# Smoking a Turkey for Lunch Meat



## Savannahsmoker (Mar 17, 2012)

My lovely bride said we only had one vac bag of smoke turkey left for sandwiches and to smoke some more.

Sweetie made up this brine:
1 cup kosher salt 
1/2 cup light brown sugar 
1 gallon vegetable stock 
1 tablespoon black peppercorns 
1/2 tablespoon allspice berries 
1/2 tablespoon candied ginger 
2 tablespoons of Tender Quick.
1 gallon iced water 

In the brine and in the fridge.






Twenty four hours later time to spatchcock the turkey.





Done





Back into the fridge to air dry.


----------



## Savannahsmoker (Mar 17, 2012)

Pre warmed the pit and added a couple of Peterson Smoke Pucks cherry.





Put some EVOO and our Mohunken Bird Rub on the turkey and in it went
I started this spatchcock turkey skin side down on.  You can see a nice blue smoke coming off of the Peterson Smoke Pucks.





Here is a look at the nice smoke coming out from under the smoker cover with help from the pucks.  Hope the flavor will be there.





At 4 hours Rock's Stoker automatically ran the pit temp up to 375.





I double check the temp and it was close.





Finished and now to rest in foil and then into the fridge until tomorrow's slicing for lunch meat takes place.





Had to check to how moist and juicy it was and it sure was.

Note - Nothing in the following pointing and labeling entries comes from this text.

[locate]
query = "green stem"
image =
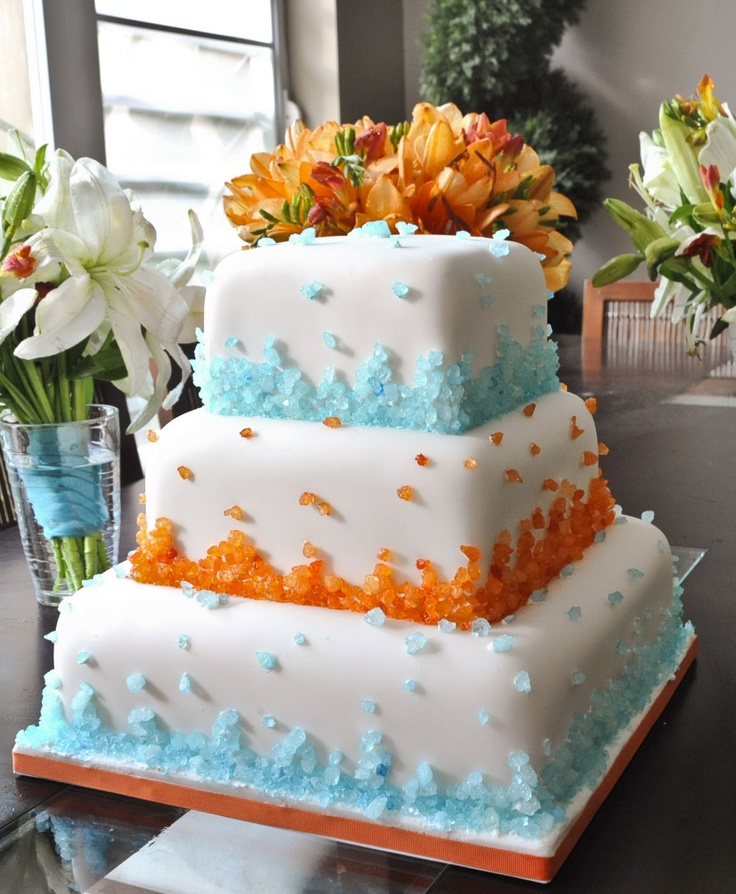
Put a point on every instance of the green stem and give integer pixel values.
(28, 371)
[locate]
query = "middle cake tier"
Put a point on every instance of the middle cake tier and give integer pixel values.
(468, 525)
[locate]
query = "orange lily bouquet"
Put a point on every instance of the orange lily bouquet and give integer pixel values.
(443, 172)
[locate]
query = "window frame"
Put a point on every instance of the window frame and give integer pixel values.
(63, 59)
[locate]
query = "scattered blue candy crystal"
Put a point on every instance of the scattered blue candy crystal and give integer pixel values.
(135, 682)
(415, 642)
(311, 290)
(503, 643)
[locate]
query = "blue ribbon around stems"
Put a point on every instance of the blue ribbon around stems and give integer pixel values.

Lots of clear juice running and very moist.


----------



## PrincessFiona60 (Mar 17, 2012)

When's lunch?


----------



## Vanitas (Mar 17, 2012)

Does someone have a tissue? I need to wipe this drool off my chin.


----------



## PrincessFiona60 (Mar 17, 2012)

>>>>tissue>>>>


----------



## Vanitas (Mar 17, 2012)

Thanks  But after seeing the pictures again, I think I may need a few.


----------